Announcing Date/Time Partitioned PDTs for Google BigQuery

(conrad) #1

Announcing Partitioned PDTs in BigQuery
This past Friday, Google announced that BigQuery has added support for date/time column-based partitioning. Looker works closely with the BigQuery team and is pleased to announce that, as of Looker version 5.6, PDTs can take advantage of this exciting enhancement to BigQuery. It’s quite simple and highly recommended for large PDTs that are regularly filtered by a date/time column when queried.

Why use partition columns?
Queries that are filtered on the partition column will limit the table scan to only the partitions included by the date filter, rather than scanning the entire table. Because BigQuery is processing a smaller subsection of the table, this can significantly reduce the cost of querying large PDTs when the appropriate partition and filter is specified.

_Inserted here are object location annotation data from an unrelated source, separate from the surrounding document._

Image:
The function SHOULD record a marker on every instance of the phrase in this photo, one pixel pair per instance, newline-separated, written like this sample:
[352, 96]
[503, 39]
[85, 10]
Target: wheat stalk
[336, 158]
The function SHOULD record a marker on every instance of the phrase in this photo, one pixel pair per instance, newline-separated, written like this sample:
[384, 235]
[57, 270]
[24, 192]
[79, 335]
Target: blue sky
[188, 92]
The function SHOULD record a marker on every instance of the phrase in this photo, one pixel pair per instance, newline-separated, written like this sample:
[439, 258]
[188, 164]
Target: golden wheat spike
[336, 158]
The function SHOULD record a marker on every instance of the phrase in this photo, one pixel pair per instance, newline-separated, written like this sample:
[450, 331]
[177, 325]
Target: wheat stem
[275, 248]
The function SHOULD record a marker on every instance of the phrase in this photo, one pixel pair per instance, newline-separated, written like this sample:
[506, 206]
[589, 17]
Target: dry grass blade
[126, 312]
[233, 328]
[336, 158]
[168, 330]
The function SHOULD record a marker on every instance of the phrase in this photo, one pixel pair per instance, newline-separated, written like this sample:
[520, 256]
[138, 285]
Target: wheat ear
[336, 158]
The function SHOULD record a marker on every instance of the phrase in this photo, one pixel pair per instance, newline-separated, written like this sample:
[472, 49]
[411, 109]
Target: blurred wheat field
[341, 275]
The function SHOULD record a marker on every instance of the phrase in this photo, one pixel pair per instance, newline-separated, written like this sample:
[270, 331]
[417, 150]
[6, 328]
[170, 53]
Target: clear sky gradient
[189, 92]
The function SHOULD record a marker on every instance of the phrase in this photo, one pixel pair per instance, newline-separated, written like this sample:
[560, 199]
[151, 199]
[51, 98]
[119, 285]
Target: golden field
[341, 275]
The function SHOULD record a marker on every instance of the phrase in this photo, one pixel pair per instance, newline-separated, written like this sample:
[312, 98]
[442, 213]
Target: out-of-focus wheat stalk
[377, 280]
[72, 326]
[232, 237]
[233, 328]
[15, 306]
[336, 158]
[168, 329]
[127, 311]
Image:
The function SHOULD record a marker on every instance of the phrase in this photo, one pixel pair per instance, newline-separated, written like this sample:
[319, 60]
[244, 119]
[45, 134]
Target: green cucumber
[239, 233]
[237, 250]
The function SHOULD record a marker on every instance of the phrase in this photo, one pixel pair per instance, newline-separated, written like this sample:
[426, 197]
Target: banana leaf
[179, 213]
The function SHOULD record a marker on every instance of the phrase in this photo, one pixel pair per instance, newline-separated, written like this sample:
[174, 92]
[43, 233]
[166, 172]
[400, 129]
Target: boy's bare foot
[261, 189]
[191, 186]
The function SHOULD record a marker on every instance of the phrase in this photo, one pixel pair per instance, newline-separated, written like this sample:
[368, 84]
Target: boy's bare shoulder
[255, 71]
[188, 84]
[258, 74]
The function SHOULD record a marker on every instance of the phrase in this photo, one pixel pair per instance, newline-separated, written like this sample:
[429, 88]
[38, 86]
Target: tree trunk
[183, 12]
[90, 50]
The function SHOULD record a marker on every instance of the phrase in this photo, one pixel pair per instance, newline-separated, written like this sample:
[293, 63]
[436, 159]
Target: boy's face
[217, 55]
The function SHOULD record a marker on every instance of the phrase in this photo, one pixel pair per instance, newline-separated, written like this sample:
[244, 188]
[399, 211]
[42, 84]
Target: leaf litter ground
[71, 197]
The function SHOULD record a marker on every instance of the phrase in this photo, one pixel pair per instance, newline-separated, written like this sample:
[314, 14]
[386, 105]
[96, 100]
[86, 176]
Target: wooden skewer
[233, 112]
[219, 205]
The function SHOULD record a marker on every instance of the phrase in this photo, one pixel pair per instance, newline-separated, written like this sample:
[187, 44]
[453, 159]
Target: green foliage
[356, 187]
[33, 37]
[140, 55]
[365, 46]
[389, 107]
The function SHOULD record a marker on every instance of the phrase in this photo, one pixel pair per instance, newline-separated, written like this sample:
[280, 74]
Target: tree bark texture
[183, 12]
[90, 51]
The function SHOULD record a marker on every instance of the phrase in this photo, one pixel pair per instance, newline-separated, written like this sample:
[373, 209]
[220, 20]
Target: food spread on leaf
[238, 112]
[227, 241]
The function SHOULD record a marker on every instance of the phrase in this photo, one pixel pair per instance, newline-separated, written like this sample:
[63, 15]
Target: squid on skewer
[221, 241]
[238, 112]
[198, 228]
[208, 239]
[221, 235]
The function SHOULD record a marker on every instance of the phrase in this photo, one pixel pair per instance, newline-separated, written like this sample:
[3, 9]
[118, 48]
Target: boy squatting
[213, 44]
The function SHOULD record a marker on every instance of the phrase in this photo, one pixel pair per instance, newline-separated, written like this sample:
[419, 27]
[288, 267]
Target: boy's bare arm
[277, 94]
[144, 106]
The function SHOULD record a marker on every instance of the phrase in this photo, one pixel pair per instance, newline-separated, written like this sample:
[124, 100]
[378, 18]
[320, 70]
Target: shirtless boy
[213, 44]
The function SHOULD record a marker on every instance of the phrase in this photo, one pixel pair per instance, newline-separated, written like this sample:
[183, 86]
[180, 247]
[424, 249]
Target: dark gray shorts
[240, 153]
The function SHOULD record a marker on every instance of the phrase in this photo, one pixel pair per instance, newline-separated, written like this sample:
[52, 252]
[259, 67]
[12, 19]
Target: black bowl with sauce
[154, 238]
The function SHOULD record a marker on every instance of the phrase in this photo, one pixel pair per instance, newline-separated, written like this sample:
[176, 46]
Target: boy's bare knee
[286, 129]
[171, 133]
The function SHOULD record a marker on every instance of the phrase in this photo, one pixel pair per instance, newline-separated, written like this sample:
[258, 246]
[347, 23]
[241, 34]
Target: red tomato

How do I declare a partition column?
To declare the partition column, simply include the partition_keys: ["datetime_column_to_partition_by"] to your persistent derived table definition.

view: partitioned {
  derived_table: {    
    partition_keys: ["created_at"]
    sql: SELECT some_stuff, created_at FROM facts_source... ;;
    datagroup_trigger: daily_datagroup
  dimension: some_stuff {

Known Caveats

  • The column you are partitioning by must be a date/time column.
  • Even though the LookML keyword partition_keys is plural and takes a list of columns, BigQuery will only partition by a single column.

(conrad) unlisted #2

(Ian Ross) listed #3

(Rogier Werschkull) #4

Nice, this is going to help!

However, you could already have done this as it was already possible to time partitioned data using the _PARTITIONTIME pseudo column. Then, you would need a view on top of the PDT in which you would need to rename this pseudocolumn to the input column you used to time partitioning on. This leads to the same result, plus two additional advantages:

  1. Normal time partitioning is not in beta
  2. When you use _PARTITIONTIME you could actually implement TWO level partitioning now already by also using BigQuery’s _TABLE_SUFFIX system. In the PDT view you could then expose the _TABLE_SUFFIX as the column you used for the 2nd level partitioning.